Van Slyke believes the institute can benefit from added synergy with Maxwell’s Washington, D.C., programs and their think- tank home, the Center for Strategic and International Studies (CSIS). Nearly 10 years of partnership with CSIS has brought expanded programming and opportunity, including an executive master’s in international relations degree and top practitioners as teachers. Taylor hopes to build on these relationships and seek new ways to bring the expertise of Maxwell faculty into policy debates about pressing global issues.
A leading expert on Russian politics, Taylor has been cited in major outlets including Forbes, Newsweek, Fox and The Washington Post. He has penned three books, including, The Code of Putinism (Oxford University Press, 2018), and serves on the editorial board of Problems of Post-Communism and on the scientific board of The Journal of Power Institutions in Post-Soviet Societies. He has received numerous honors, including selection as a Fulbright Scholar to study at European University at St. Petersburg, Russia, in 2011.

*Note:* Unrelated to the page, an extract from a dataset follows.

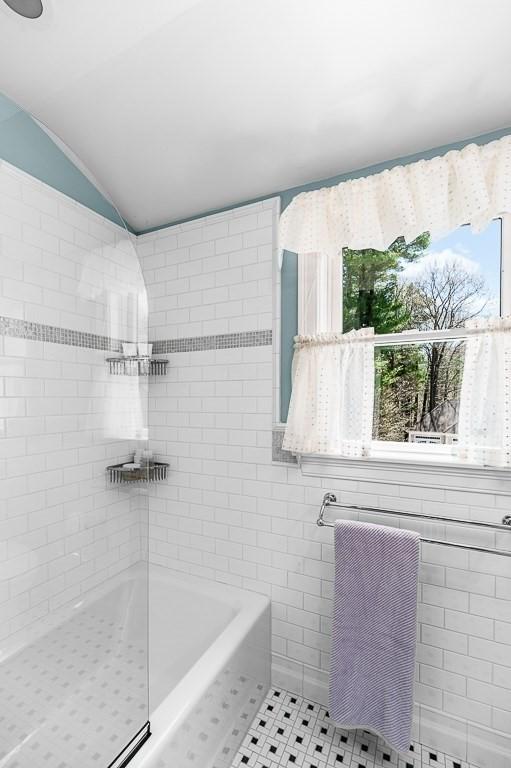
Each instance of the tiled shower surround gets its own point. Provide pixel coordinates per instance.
(231, 514)
(70, 289)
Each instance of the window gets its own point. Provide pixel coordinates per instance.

The Moynihan Institute includes seven regional centers that provide scholarly, linguistic and internship experiences focused on areas such as the Middle East, East Asia and Latin America. In 2005, it was named for Daniel Patrick Moynihan, the longtime New York senator who served as a U.S. ambassador to India and the United Nations, among other roles. He had a long relationship with the Maxwell School, beginning as an assistant professor in 1959 until he entered public service at the U.S. Department of Labor in 1961. Upon retiring from the Senate in 2001 after 24 years of service, Moynihan re-joined the Maxwell School as University Professor, a position he held until his death in 2003.